Kırgız toprakları Kaşgarlı Mahmud’da batıdan doğuya doğru sayılan boylar arasında en doğudaki Türkler olarak işaret edilirken; Ebu’l-gazi Bahadır Han onların ülkesinin Selenge’nin kuzeyinde, İbir ve Sibir’e yakın bir yer olduğunu söyler. Bir takım araştırmacılar ise eski Kırgız Türklerinin yurdunu biraz daha güneye, yani Mogolistan’ın batı taraflarına koymaktadır. Bu görüşe göre tarihteki Kırgızlar, Hun-Türklerin baskıları sebebiyle Yenisey’in kaynakları civarına civarlarına gelmişlerdir. Arkeolojik kalıntılar ise Altay-Sayan bölgesinde ve dolayısıyla tarihi Kırgız yurdunda çok eski çağlardan beri insanların yaşadığını göstermektedir. Paleotik ve Neolitik devre ait bulgular bize o zamanki nüfusun avcılık ve balıkçılıkla uğraştığını, ateşi bildiğini, taştan ve kemikten aletler yaptığını, vahşi hayvanların derilerinden giysiler hazırladığını ortaya koymaktadır. Kırgız-Hakas bölgesinde ilk büyük baş hayvancılık izleri M. önce 3000-2000 yıllarına kadar gitmektedir. Bunu da Afanasyevo mezarlarından çıkan evcil hayvanların (koyun, öküz, at) kemiklerinden anlamaktayız. Nüfus konar-göçer bir hayat tarzını benimsemişti. Malûm olduğu üzere bu, geleneksel Türk sosyal yaşantısının bir tezahürüdür ama, bölgede bulunan tahta ev artıkları, kilden yapılan kap parçaları ise, tamamıyla göçebe bir hayatın olmadığını da gösterir. Ayrıca buradaki insanlar yün eğirmeyi, tahta ve kemik işlemeyi de biliyorlardı. Eti için koyunun beslenmesi ve ineklerin yaygın bir şekilde yetiştirilmesininse hayvancılığın ekonomideki gelişimine yardımcı olduğunu belirtmek gerekir.
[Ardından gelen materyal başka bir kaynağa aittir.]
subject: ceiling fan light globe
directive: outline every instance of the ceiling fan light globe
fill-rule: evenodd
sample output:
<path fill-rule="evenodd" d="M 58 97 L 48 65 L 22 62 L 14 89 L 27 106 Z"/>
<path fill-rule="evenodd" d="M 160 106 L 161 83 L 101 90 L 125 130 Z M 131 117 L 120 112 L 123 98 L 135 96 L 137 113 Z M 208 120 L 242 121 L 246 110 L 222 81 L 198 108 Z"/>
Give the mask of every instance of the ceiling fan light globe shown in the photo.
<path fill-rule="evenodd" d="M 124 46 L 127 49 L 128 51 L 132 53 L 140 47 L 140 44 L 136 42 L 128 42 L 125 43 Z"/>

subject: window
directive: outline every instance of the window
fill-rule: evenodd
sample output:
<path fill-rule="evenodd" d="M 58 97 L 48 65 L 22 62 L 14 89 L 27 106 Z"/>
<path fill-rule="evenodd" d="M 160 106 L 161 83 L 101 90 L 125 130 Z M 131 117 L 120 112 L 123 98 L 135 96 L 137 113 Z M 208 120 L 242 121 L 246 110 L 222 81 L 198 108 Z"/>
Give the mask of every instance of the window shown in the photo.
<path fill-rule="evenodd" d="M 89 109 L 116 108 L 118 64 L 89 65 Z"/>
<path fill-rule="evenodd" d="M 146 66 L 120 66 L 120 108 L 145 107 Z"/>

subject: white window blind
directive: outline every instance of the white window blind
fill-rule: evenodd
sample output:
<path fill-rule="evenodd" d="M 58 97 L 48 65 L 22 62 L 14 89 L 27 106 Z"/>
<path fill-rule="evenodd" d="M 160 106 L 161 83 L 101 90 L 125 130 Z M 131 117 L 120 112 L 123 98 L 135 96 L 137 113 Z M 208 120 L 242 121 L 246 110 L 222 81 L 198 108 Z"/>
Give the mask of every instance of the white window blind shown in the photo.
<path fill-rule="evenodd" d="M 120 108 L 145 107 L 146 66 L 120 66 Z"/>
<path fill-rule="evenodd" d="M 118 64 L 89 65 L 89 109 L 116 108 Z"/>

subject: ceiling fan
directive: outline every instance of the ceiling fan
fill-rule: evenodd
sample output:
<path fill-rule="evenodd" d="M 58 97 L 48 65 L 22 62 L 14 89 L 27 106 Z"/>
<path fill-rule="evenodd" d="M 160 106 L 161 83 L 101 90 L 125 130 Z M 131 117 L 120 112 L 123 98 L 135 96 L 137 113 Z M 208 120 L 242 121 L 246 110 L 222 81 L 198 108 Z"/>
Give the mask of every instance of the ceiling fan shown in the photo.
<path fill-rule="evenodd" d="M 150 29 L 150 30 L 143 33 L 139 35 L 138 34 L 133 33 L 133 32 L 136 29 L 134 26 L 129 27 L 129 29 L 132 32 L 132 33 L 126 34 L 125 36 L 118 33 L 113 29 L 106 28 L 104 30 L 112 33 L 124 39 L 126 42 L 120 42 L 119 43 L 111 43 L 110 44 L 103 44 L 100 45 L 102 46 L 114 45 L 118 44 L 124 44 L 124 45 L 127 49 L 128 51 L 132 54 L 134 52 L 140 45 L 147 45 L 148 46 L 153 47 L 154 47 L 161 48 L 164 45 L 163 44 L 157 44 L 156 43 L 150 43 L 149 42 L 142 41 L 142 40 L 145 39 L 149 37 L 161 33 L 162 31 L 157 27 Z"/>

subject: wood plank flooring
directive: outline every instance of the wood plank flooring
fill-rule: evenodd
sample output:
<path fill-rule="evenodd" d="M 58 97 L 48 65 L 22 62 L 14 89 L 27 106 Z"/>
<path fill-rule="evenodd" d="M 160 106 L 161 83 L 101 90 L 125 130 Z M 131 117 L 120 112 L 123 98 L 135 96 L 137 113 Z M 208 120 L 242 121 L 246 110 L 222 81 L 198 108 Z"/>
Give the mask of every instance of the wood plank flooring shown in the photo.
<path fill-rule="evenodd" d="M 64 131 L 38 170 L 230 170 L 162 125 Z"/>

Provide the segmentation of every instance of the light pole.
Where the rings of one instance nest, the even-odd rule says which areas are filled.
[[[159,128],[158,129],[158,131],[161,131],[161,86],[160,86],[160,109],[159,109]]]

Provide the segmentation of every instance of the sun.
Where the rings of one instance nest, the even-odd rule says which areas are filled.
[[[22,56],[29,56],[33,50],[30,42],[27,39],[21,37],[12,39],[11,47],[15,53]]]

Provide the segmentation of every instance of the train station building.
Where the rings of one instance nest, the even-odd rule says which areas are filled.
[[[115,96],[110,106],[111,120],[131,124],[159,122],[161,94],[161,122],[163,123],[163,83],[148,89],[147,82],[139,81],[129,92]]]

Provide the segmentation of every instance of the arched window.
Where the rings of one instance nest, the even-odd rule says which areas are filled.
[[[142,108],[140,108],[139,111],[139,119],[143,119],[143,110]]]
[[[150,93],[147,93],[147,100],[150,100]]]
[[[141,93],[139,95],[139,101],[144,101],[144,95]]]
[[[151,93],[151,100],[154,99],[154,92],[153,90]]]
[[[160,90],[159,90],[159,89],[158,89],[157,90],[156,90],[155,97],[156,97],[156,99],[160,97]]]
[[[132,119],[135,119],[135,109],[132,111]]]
Bu durum bir yana daha Anav kültürü döneminden (M.Ö. 4000) itibaren attan yararlanıldığına da şahitiz ki, atın kullanımı Türklere çevredeki diğer bozkırlı kavimlerden daha üstün olmayı sağlıyordu. Dünyada ilk defa atı ehlileştiren, bir binek hayvanı ve savaş aracı olarak faydalanan Türkler, bu ayrıcalıkları sayesinde binlerce kilometrelik alanları bir anda geçmişler ve pekçok yere sahip olma imkânına kavuşmuşlardır. Bunun en güzel misalini Dede Korkut Hikâyelerinde, “at işler, er övünür” ve “yaya erin ümidi olmaz” ata sözlerinde görmekteyiz. Ayrıca Latin-Bizans eserlerinde Türk-Hunların yerde kendilerini güvende hissetmemeleri nedeniyle, at üstünde yaşayıp, uyudukları bildirilir.
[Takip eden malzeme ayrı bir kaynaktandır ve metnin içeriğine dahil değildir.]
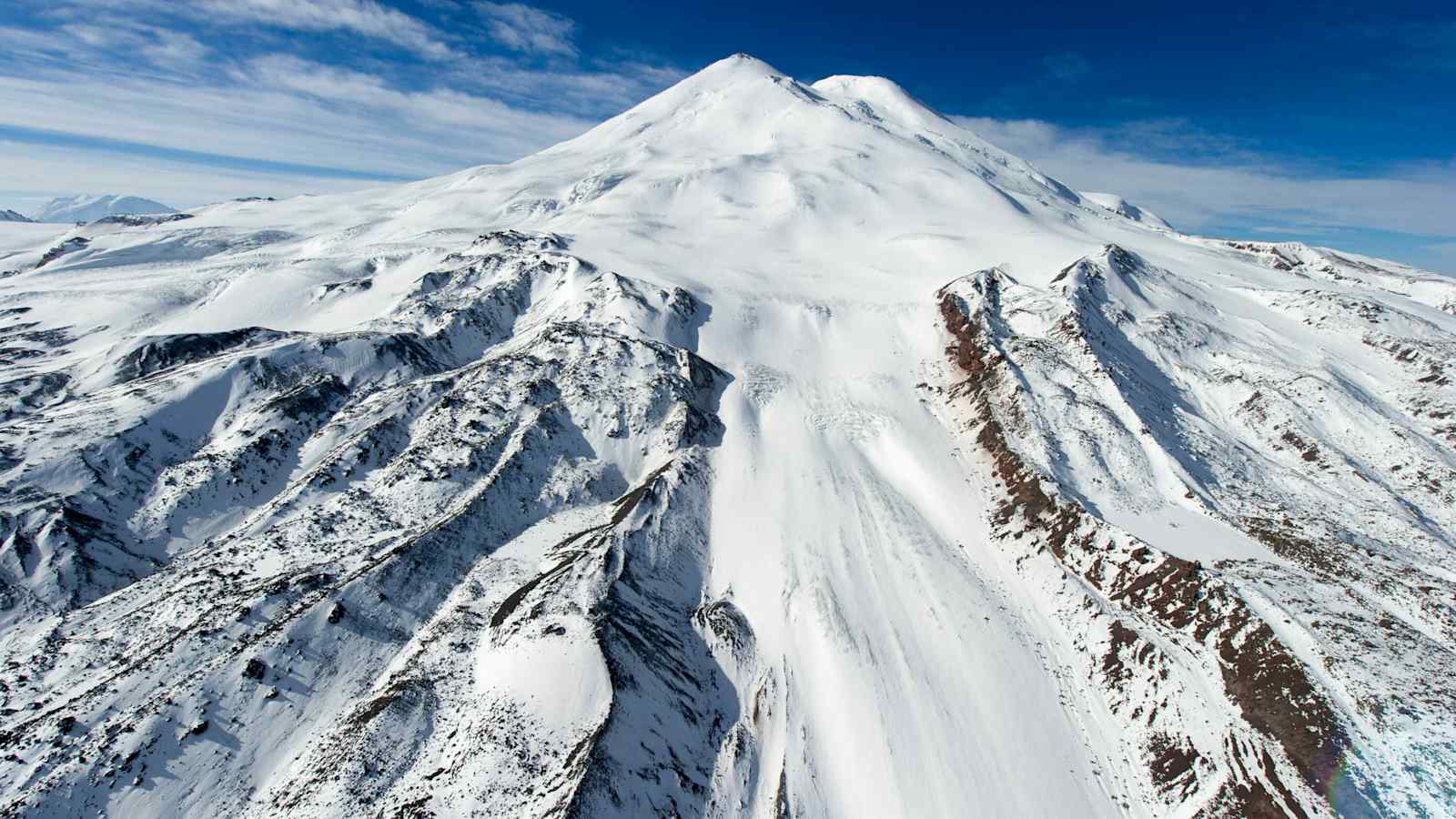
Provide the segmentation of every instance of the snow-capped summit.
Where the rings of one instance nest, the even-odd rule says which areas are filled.
[[[1124,200],[1123,197],[1120,197],[1117,194],[1088,194],[1088,192],[1080,192],[1079,191],[1077,195],[1080,195],[1085,200],[1092,201],[1093,204],[1105,207],[1107,210],[1109,210],[1109,211],[1112,211],[1112,213],[1115,213],[1118,216],[1125,216],[1127,219],[1131,219],[1133,222],[1142,222],[1143,224],[1150,224],[1153,227],[1162,227],[1165,230],[1172,230],[1174,229],[1174,226],[1169,224],[1163,217],[1158,216],[1156,213],[1153,213],[1153,211],[1150,211],[1147,208],[1137,207],[1133,203]]]
[[[32,217],[32,222],[95,222],[108,216],[130,216],[144,213],[176,213],[170,207],[141,197],[118,197],[115,194],[79,194],[51,200]]]
[[[1456,283],[1108,201],[740,55],[6,246],[0,816],[1456,812]]]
Bu sırada Yenisey’in sağ taraflarında tarım da inkişaf etti. Bunu da bu bölgede sık sık bulunan bronz oraklardan anlamaktayız. Milattan önce 7 ve 2. yüzyıllara ait olan Tagar kültüründen ise konar-göçer hayvancılığın eskisinden daha ileri gittiği ortaya çıkar. Artık köylüler hayvanlarını kışın yaşadıkları yerlerden epey uzaklara götürüyorlar ve sürülerinin sayısını gün geçtikçe artırıyorlardı. Bunun dışında Türkler, Mogollardan farklı olarak hayvanlarını başı-boş bırakmıyorlar, değişik barınaklarda koruyorlardı.
Eski Türk yurtlarındaki mezar taşları ve kaya resimlerinden anlaşılacağı üzere, ulaşım vasıtaları olarak dört tekerlekli arabalar ile kızaklar da kullanılıyordu. Belki de Kırgız coğrafyasının, güneydeki Türklerin yaşadığı yerlere nazaran daha sert olması, onların bu tür araçlardan faydalanmalarını zorunlu kılıyordu. Yine kaya resimlerinde karşılaştığımız elinde çapa ile duran bir adam figüründen, ekonomik hayatta çapa tarımına geçildiği anlaşılır ki, böyle bir iktisadi faaliyet M. önce 13. asırdan beridir Türklerin yaşadığı coğrafyalarda mevcuttu.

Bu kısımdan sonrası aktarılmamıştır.